或许,他已经慢慢习惯上了貌似“若无其事”着、从这个“坏丫头”的书桌边走过的那种“别样”的感觉……
而且,秦明轩会越来越好奇,那个拳头坚硬无比的“小魔女”,每天一声不吭地坐在最后一排的角落里,就像是个犹如空气一般的工具人似的,就算被所有人忽略不计,她竟然也毫不在意?为什么?
每每看到荆晓灵一个人坐在那里的时候,秦明轩就会想:她到底在做些什么小动作?她究竟在看着什么书?她的作业是不是已经顺利完成了?
而,只要秦明轩一看到,她那个“无敌学霸校草”的同桌棘子成无比耐心地给荆晓灵讲解着各种简单至极的数学习题的时候,他一整天的心情都会变得燥燥的。

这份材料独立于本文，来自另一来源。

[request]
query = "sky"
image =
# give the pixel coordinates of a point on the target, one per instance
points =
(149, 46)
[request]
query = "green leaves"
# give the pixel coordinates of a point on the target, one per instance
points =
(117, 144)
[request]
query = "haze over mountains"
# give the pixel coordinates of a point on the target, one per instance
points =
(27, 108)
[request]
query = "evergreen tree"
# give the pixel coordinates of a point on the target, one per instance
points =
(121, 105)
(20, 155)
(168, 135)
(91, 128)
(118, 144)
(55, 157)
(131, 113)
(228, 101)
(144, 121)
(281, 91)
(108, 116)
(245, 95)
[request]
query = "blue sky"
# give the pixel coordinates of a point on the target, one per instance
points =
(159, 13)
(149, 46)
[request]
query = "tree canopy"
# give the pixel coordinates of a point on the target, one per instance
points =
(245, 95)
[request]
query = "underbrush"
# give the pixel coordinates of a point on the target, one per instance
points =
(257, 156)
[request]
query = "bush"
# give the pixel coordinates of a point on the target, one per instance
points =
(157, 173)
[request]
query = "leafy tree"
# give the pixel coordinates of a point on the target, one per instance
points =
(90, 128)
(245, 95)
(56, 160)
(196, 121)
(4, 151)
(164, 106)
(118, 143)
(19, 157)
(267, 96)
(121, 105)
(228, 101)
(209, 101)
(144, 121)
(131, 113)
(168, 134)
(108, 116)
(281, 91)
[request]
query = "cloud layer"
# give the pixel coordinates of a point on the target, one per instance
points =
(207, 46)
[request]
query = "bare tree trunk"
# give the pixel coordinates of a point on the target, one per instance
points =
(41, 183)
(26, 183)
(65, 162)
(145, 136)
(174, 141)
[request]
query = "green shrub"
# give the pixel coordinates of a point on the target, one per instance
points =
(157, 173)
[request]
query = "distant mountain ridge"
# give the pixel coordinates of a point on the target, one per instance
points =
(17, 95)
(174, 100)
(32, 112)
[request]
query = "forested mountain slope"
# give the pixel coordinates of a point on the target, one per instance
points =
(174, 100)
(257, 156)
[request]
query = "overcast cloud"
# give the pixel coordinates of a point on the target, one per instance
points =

常常,秦明轩出现在荆晓灵的身后,见她独自认真地趴在书桌上写写画画的时候,他总是安耐不住自己想要去戏弄她一番的冲动:
有时,他会突然伸手抓一下她高高扎起的马尾辫;
有时,他会突然抽出她手中正在写字的旧钢笔;
有时,他还会提前准备从楼下花丛里拔掉的两只狗尾草,然后出其不意、攻其不备地扫一扫她的小耳朵……
如若是,在校园里偶然看到了荆晓灵的身影,秦明轩也总会时不时地转睛关注着她,甚至,还经常会停下自己正在进行的活动,而,悄悄地跟在她的身后,就只是单纯地想要看看,接下来她会去哪里、眼神看向什么地方、会和谁主动打打招呼……
这大概,就是在十来岁的少年时代里,那种普遍存在的既不说“喜欢”、也不说“不喜欢”的“特殊好感”吧!
他们中的大多数人都还是不懂爱情的,但是,他们所有人都懂得、并能深切感受到,什么是真正的“爱”、什么是真正的“美好”!
含苞待放花骨朵一样的年纪,他们中的大多数人每天都沐浴在顺风顺水的和煦阳光和温润雨露中,没有暴晒与酷热,没有凛冽与极寒……
他们很难真正理解荆晓灵的所有遭遇,除非……是完完整整地让他们自己亲身经历一遍——然而,就算是这样,每个人面对同样的境遇,也会有不同的人生。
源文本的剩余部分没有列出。